Ms. Burbank walked down the aisle and looked over her glasses at me. Her red poof of hair sent a shudder down my spine. It reminded me of Taylor’s.

“Jason, it’s so good to see you back. I trust you got the work I sent home with Sasha?”

I thought about my knapsack, the one I’d left in my hospital room and had yet to go back for. Not the one on my shoulder that could withstand supersonic speeds. “Yeah, I did. I left it in the hospital and my stepmom can’t drive yet.”

She touched my desk with her bony index finger. “Where is Sasha? So unlike her to miss school!”

I recited the story Esteban had told to Sasha’s parents, the hospital and the cops. “She was in a bad part of town and got stabbed. She’s still in intensive care.”

Ms. Burbank laid a hand on her chest. “My God! Is she going to pull through?”

She’d already had two operations and the doctors were discussing a medical coma. “Nobody knows.”

“She’ll be in my prayers. Have her mother call the school or send me an e-mail when they’re ready. We’ll get her started on homebound.”

The homebound program was for students who had children or injuries that would cause them to miss a significant amount of school. She had put herself between Selby and anyone else he’d stab to death and might die for it. And Selby was alive, healthy.

He might even be in the building.

Rhapsody knew his schedule and said that he’d pass right by me if I took the long way to first period World Literature. That was what I intended to do, because I hated English class. If Selby lived even a second longer than Sasha did, I don’t know that I’d ever forgive myself for allowing it. I could have killed him after Rhapsody injected him with the adrenal meds but I hadn’t. That decision haunted me whenever I tried closing my eyes and going to sleep.

I tapped rhythms on the underside of the desk until the homeroom period ended. I had to rely on the suit’s cooling system to dry my clammy armpits and skin. Joining the crowd, I left the room and met Rhapsody at the end of the hallway. She gave me a quick kiss. “Ready?”

“To take his head off? Yeah, I’ve been ready for that.”

Rhapsody sucked her teeth and took my hand. This time when she squeezed it, I knew it meant she believed in me, that I wouldn’t cause a scene. “At least see if it worked, first.”

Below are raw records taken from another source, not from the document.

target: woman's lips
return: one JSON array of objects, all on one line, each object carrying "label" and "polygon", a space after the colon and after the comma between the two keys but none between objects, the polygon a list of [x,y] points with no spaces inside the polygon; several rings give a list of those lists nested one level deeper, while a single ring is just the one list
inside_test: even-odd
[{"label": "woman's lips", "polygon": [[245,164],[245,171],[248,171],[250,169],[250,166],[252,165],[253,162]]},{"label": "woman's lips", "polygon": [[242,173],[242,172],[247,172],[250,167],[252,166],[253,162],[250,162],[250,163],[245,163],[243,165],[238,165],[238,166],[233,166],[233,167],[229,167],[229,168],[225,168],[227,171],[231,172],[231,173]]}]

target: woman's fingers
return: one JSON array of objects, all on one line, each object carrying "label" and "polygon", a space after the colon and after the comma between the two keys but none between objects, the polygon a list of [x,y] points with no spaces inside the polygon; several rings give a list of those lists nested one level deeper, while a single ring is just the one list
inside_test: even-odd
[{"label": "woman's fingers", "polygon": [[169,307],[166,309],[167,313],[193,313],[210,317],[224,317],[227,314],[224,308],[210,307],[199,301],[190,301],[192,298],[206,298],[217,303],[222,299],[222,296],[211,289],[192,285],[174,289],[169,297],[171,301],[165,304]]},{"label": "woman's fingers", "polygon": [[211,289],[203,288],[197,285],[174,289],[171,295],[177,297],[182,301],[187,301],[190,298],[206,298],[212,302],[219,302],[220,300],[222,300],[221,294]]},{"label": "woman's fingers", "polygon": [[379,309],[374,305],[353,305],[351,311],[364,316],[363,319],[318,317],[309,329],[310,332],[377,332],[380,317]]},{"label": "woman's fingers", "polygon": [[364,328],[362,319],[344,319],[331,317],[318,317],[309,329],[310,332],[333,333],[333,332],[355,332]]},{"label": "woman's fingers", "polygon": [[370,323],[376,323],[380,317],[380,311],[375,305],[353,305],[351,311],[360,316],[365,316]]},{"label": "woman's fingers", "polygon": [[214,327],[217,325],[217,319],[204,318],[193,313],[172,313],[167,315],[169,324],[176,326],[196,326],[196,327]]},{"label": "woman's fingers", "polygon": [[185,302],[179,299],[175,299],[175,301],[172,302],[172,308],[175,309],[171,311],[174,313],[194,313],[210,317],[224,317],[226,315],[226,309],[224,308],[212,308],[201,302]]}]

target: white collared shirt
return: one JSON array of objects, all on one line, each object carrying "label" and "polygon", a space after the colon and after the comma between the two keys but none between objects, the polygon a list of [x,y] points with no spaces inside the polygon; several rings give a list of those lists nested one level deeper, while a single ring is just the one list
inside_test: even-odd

She meant what we’d done to Selby, the only way out of killing him. Locked up anywhere, he’d spill the beans about the crystals, us, the compound, the Collective. If they could prove one thing about his story, we’d be toast.

My body suit didn’t have pockets, so I balled my free hand into a fist. I spotted Selby’s freckled face and my heart jumped. He walked in our direction on purpose. In a few seconds we’d be face-to-face for the first time since Rhapsody had strapped him to a hospital bed. He had taunted us, saying, “You have to kill me and you won’t.”

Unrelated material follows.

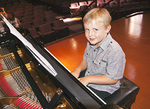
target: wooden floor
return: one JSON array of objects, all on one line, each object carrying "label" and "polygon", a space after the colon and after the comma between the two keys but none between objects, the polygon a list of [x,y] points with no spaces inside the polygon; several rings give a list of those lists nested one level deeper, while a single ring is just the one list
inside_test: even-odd
[{"label": "wooden floor", "polygon": [[[124,76],[140,87],[131,109],[150,109],[150,13],[112,22],[111,35],[126,54]],[[86,42],[83,33],[46,48],[72,71],[82,59]]]}]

Then he had tapped his temple, the same way Courtney had done before she died. My memories of her snapped like a stretched rubber band. Looking back, I realized many of the things she’d said to us were clues about future events. This was one of them.

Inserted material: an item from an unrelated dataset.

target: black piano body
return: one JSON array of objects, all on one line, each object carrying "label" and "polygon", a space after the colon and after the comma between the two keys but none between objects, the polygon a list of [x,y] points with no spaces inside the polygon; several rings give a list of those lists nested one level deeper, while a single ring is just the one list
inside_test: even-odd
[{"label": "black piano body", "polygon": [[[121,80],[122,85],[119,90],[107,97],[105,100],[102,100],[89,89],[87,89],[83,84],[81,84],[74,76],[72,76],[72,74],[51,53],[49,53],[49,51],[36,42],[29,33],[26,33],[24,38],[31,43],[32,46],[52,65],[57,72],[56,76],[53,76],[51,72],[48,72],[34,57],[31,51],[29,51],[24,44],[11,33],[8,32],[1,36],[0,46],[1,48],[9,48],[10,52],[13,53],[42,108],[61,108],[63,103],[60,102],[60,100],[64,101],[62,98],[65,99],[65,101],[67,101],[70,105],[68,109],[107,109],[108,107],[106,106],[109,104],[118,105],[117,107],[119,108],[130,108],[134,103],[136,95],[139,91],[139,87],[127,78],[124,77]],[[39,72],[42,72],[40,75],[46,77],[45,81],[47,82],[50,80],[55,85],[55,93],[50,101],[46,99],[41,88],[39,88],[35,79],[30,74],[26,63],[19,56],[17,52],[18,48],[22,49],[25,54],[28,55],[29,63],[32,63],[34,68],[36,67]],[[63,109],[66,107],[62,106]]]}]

I had to use my scarlet emerald powers to erase his memories.

It was the hardest thing I’d ever done, like taking every standardized test of my life over again in a row backwards.  Courtney said it took concentration, patience and control – three things I was usually bad at. Rhapsody had known him for years, so she helped by first drugging him and making him talk about everything, starting with the provenance emerald in the basement of Reject High and his speed powers.